Fiction Reviews


Dodger's Guide to London

(2013) Terry Pratchett, Doubleday, £12.99, hrdbk, 137pp, ISBN 978-0-857-53324-1

 

This book sort of accompanies Terry’s novel Dodger. It is very much the stocking filler, an ideal book for a Christmas or birthday gift. It is not a story but, as its name implies, a collection of interesting background information on the London of Dodger's day (which was the early Victorian period). It is not at all necessary to have read Dodger though it goes well with it, especially if, like me, you have just read the novel.

It provides an insight into life in London at the time, and that was not particularly pleasant for most people. Perhaps the very rich were having a good time, but the people below them struggled, and the lower echelons of society struggled daily to even stay alive. Whilst we look back with rose-tinted glasses to the warm pleasures of a simple life as described in some of the works by authors such as Dickens, the reality was very far from that. If we think life can be a struggle now, it was terrible back then - there was no social security, no unemployment benefit, no social housing. It was entirely up to you to find some way (often not at all legal) of keeping fed and watered (not that you would want to drink the water), to find a roof (or something waterproof) over your head at night, and if you failed to do so on a daily basis then that was the end of you. We really have never had it better than we do today!

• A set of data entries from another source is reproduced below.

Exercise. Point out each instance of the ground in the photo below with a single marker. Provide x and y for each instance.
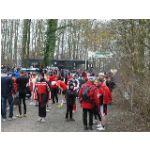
(119, 119)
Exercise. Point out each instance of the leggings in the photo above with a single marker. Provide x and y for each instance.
(22, 98)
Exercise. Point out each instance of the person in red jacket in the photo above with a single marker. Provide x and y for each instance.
(97, 95)
(42, 89)
(54, 88)
(87, 105)
(105, 100)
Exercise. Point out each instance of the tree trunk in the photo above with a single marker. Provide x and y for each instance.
(50, 41)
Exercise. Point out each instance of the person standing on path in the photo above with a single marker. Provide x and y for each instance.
(42, 89)
(87, 104)
(6, 94)
(22, 82)
(71, 95)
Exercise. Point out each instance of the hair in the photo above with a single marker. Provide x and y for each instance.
(22, 72)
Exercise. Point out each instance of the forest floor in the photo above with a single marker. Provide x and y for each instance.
(119, 119)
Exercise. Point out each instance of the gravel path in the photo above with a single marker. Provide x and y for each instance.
(118, 120)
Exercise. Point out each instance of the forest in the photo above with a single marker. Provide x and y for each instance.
(127, 39)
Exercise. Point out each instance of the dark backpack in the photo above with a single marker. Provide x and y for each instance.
(85, 94)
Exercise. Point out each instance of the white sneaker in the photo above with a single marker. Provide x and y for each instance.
(10, 119)
(47, 110)
(101, 128)
(99, 125)
(13, 117)
(4, 120)
(43, 120)
(95, 122)
(39, 119)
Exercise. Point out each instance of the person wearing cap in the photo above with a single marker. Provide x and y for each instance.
(71, 95)
(42, 89)
(86, 105)
(22, 82)
(105, 100)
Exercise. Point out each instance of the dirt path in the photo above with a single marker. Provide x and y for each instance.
(118, 120)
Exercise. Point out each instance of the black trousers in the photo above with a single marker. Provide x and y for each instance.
(54, 94)
(42, 105)
(85, 116)
(22, 98)
(69, 110)
(96, 113)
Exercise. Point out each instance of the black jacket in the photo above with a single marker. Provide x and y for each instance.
(6, 86)
(71, 97)
(22, 82)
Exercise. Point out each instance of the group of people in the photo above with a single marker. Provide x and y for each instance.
(92, 91)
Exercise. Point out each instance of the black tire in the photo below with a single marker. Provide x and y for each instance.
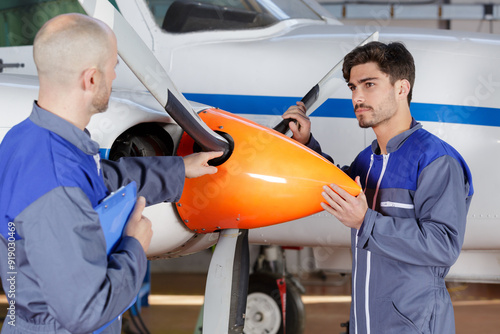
(264, 306)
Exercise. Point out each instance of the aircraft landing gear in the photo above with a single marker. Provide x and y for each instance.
(264, 312)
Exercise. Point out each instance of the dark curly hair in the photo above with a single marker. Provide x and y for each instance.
(392, 59)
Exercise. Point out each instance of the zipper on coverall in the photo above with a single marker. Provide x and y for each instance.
(368, 256)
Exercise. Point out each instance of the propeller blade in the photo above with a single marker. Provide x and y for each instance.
(151, 73)
(324, 88)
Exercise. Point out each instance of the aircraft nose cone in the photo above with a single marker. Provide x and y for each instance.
(269, 179)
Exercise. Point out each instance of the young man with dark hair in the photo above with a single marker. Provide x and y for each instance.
(408, 224)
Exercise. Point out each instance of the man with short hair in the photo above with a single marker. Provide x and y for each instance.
(408, 224)
(51, 180)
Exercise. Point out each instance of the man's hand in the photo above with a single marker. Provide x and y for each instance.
(196, 164)
(139, 226)
(302, 130)
(348, 209)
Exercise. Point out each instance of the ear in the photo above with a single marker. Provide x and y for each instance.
(404, 88)
(89, 79)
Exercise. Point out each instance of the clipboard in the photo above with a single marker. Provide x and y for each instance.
(114, 212)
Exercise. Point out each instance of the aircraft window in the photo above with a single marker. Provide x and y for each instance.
(20, 20)
(180, 16)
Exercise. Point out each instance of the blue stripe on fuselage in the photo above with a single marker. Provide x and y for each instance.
(277, 105)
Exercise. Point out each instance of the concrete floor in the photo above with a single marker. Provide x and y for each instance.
(177, 297)
(477, 306)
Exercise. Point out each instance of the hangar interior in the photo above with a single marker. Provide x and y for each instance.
(177, 285)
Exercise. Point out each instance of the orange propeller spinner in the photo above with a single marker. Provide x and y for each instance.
(268, 179)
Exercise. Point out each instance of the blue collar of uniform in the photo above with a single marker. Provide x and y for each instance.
(64, 129)
(395, 142)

Enough of such despondency; this little book is designed to entertain and amuse as well as inform. It is stuffed full of little sections on this and that, explanations of old words and terms, old ways of doing things, and so on. It makes an interesting read though is best dipped into a few pages at a time.

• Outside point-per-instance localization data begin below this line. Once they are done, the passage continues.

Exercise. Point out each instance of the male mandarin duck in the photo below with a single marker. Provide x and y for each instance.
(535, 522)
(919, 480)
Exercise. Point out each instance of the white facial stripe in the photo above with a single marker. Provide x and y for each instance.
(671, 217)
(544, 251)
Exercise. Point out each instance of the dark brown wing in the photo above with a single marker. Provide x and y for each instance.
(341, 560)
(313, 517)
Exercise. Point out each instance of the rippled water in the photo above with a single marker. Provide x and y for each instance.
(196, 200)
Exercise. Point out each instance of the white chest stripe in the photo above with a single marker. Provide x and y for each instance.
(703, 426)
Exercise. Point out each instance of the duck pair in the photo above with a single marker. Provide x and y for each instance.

As well as being full of facts, it also quotes little excerpts from Dodger to illustrate various points. Throughout this is hardly a heavy textbook but Dodger’s quotes add a pleasant lightness, and it is up to the reader to remember that Dodger and his friends from the Rookeries are fictional characters but nonetheless are based very much on the real people of the times. Certain of the characters appearing in Dodger were real people (such as Charles Dickens and Henry Mayhew), though used in a fictionalised way, and references in this book to these friendships are equally fictional but illustrative.

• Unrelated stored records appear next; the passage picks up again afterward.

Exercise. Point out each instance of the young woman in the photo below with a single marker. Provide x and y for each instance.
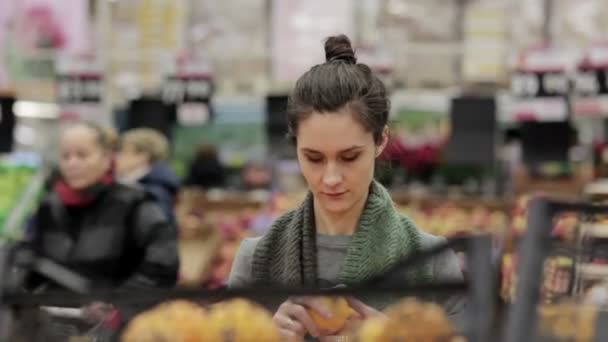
(111, 234)
(347, 230)
(142, 161)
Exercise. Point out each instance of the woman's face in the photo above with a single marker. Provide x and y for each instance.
(83, 162)
(337, 158)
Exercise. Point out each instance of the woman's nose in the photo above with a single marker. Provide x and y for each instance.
(332, 175)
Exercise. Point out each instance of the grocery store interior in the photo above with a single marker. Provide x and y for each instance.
(166, 174)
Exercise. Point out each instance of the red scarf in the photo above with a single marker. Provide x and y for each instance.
(81, 198)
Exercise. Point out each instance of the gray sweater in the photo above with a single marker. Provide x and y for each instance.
(330, 254)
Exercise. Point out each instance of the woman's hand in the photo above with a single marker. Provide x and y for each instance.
(293, 319)
(363, 311)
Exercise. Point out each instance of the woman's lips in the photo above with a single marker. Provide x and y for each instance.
(334, 194)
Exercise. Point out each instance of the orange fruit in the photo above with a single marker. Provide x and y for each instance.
(239, 320)
(340, 310)
(177, 321)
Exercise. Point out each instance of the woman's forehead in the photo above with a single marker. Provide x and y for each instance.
(332, 132)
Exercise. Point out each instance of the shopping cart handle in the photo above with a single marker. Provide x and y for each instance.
(67, 278)
(63, 312)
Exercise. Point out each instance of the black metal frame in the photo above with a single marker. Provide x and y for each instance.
(536, 246)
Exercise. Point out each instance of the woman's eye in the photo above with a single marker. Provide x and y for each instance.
(350, 158)
(315, 159)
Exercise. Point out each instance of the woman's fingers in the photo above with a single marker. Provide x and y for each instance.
(315, 304)
(294, 317)
(299, 313)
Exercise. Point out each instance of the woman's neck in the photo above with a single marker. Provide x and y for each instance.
(343, 223)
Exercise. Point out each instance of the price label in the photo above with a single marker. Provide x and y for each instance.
(592, 82)
(539, 84)
(187, 89)
(76, 89)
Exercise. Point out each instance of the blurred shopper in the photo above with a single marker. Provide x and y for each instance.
(111, 234)
(142, 160)
(256, 175)
(206, 170)
(347, 231)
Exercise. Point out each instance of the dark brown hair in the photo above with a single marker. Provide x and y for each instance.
(339, 83)
(106, 137)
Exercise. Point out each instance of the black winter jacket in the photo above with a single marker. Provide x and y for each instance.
(121, 241)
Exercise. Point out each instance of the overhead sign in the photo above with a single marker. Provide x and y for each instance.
(591, 83)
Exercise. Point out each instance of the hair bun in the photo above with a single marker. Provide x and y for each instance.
(338, 48)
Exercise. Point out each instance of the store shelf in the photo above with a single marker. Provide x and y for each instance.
(591, 230)
(597, 271)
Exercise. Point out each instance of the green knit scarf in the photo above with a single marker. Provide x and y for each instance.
(286, 255)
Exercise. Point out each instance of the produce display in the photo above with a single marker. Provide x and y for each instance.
(568, 321)
(450, 219)
(13, 181)
(410, 320)
(237, 320)
(240, 320)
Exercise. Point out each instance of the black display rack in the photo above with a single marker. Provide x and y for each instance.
(536, 247)
(479, 288)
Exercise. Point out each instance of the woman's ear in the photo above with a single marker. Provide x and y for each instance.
(384, 142)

I have just one criticism and it is that, at times, larger font sizes would make it easier to read. Some of the quotes from Dodger are in a small, italic font and the reprinted cartoons and illustrations (such as from Punch magazine) have equally small and difficult to read text. Make sure you have a bright reading light!

All told, this is an entertaining and informative book. Whilst hardly a textbook for historians, it makes an enjoyable gift for those with at least a passing interest in our past.